Hacker News new | ask | show | jobs
by agentultra 2898 days ago
I'd add a section on using TLA+ as a design tool. Diagrams and rules of thumb are useful but they don't catch errors or help you discover the correct architecture. See the Amazon paper [0] on their use of TLA+ in designing (and trouble-shooting) services.

[0] https://lamport.azurewebsites.net/tla/formal-methods-amazon....

3 comments

Why is an AWS paper on azure websites? :)
Redundancy.

Real answer though it's a Microsoftian's (that's not a word) website https://lamport.azurewebsites.net/

I feel TLA+ would be too much to ask in a system interview which is what this site is about.

In case anybody is interested, there is a nice talk by Hillel Wayne on youtube (https://www.youtube.com/watch?v=_9B__0S21y8) that provides a high-level overview on what TLA+ is about.

    I feel TLA+ would be too much to ask
I think so too but I suggest putting it in an article like this because I think TLA+ will have wider industry adoption. If candidates know it they could be better equipped to ask more interesting questions of their interviewers even if the position doesn't require knowledge of TLA+. And as the industry does adopt such practices it would be great to be prepared!
It might be too much to ask as an interviewer, but it wouldn’t be too much to offer as a candidate. Sit there submissively and only give me what I ask and you might impress me with you skills.
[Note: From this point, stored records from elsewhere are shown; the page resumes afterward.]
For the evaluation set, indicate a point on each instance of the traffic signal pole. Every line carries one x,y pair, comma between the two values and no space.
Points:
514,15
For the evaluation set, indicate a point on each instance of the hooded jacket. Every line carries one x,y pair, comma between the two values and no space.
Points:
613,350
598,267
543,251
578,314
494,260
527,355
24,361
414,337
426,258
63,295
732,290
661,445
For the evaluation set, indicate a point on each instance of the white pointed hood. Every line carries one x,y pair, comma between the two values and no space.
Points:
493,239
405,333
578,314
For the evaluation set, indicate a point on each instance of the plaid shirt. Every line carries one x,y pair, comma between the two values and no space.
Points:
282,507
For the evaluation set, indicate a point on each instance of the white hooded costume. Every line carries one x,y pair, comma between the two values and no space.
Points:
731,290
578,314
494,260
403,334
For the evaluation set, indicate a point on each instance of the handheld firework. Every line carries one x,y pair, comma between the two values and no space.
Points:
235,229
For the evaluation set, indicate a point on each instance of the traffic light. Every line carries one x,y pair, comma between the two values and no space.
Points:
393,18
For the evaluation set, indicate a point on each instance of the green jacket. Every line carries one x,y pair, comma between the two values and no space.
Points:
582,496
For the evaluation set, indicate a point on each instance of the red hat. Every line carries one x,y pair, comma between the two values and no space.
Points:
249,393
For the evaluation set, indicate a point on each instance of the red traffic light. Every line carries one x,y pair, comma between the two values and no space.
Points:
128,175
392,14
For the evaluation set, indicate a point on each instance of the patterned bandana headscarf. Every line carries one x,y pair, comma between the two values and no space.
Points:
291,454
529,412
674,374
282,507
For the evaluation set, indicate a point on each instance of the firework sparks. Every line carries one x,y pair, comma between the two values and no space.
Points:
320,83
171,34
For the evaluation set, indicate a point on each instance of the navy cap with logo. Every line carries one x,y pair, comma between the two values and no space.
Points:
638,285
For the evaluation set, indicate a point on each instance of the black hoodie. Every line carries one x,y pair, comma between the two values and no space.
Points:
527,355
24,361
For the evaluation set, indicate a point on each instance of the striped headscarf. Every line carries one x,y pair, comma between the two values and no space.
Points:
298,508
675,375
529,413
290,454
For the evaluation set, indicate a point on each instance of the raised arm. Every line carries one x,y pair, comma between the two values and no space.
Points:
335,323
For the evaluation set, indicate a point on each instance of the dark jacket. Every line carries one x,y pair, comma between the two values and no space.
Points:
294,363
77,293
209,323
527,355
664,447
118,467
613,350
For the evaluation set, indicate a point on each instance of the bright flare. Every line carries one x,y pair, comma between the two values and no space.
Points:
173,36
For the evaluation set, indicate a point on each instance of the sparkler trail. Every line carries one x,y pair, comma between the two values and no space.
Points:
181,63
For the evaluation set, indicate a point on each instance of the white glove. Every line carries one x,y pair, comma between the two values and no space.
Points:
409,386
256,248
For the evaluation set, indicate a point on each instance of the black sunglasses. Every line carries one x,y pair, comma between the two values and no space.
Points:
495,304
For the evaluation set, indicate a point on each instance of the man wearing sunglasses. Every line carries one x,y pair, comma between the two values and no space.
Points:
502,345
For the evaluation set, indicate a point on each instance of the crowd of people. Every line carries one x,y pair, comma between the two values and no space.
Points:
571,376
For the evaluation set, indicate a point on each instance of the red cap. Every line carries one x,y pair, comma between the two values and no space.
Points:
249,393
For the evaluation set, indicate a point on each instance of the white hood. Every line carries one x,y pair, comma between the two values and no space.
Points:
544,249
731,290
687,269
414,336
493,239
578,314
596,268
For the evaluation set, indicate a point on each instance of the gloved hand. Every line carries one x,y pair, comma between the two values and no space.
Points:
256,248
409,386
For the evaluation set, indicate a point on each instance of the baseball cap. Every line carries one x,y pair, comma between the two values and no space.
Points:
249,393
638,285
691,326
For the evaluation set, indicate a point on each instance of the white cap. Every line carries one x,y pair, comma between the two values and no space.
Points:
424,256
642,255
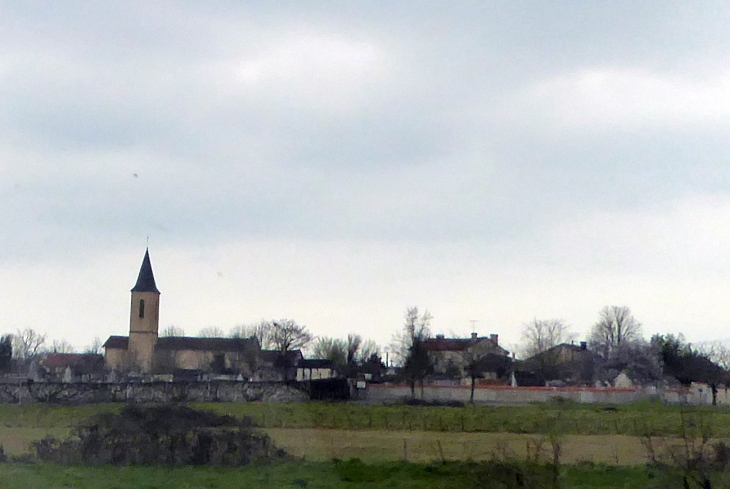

Be proactive and get me engaged over something I haven’t seen before or that I wouldn’t expect you to know and you have a shot at wowing me with your potential.
Could you please talk about your experiences with TLA+? The "tools of thinking" for designing and verifying systems really interest me.
I didn't get any real interest in my office, but I applied TLA+ to a debugging challenge. I described a well-specified system (abbreviated, for instance data was just "DATA", not the actual myriad number of message types that could be sent). The intention was to understand a bug and possibly identify which of three suspected locations it was occurring in. I had enough of the specification for each part implemented:

Two sender/receivers (sending messages back and forth) and a data bus. For some reason, we seemed to be getting bad data (but not consistently). My "debugging" was actually more like "bugging". I took a correct TLA+ spec, and weakened constraints on different parts until I recreated the behavior we were seeing (it was the data bus). But the nice thing was being able to show that the particular bug couldn't happen from the sender/receivers. Their interaction with the data bus were correct (per the specification) and they were the only parts I could directly inspect (as I didn't have the files on how they implemented the data bus itself).

Once I found the right constraints on the data bus to weaken, I recreated the errors we were seeing in the model itself. This led to devising several more test programs that could more reliably produce the error. From there we were able to better communicate the problem with the contractors involved and get things corrected ("proof" that we weren't the problem).

A particularly nice thing was being able to model abstract versions of the system. I didn't need the fine details (what message specifically is being sent, didn't matter). But I also found I needed more details than my first pass and was able to refine the data bus specification (in TLA+) as needed to provide the necessary level of detail and extend it to add new capabilities.

That's awesome! I'm adding this write up to my collection of case studies. You should consider doing a blog post with a mockup problem really similar to illustrate that process with code and specs.
I think I lost the files but I will try to put something together.
Any suggested resources/books for getting a better understanding of TLA+?
I read through a chunk of Lamport’s book and the first 7 or so sections of his online course (the rest weren’t posted yet).

https://lamport.azurewebsites.net/tla/tla.html

https://learntla.com/introduction/

Is also a good introduction. That was enough to make me dangerous. Since work didn’t have an interest in training me, and I had other obligations, that’s all I’ve done so far.

hwayne, who did learntla.com, is getting close to finishing a book on it. You could start with his online tutorial but get the book soon as it's out. Here's his Twitter in case you want to watch for the book release:

https://mobile.twitter.com/Hillelogram

I could fill a blog post about it but in my current project we're using TLA+ for two things:

1. Helping us design features whose requirements are vague. The more hand-waving required to explain a particular feature the more likely we are to use TLA+ to model our assumptions and verify our understanding. This has led us to ask some interesting questions of our design team to help us build a better feature.

2. Requirements that are really hard that we need to ensure are implemented correctly. We use TLA+ to ensure the properties and invariants are correct with respect to the requirements and validate our model. This is really helpful in the case of concurrency and consistency. For our application we're using event-sourced data and it's imperative that our event store is consistent in the face of concurrent writers, can be replayed in a deterministic and consistent order, and that our assumptions will hold between versions of the events.

Ah - interesting! I would not have expected 1. I will dig into TLA+ and try to understand it better.

Thanks! Please do consider writing a blogpost, I'm sure many here would appreciate it.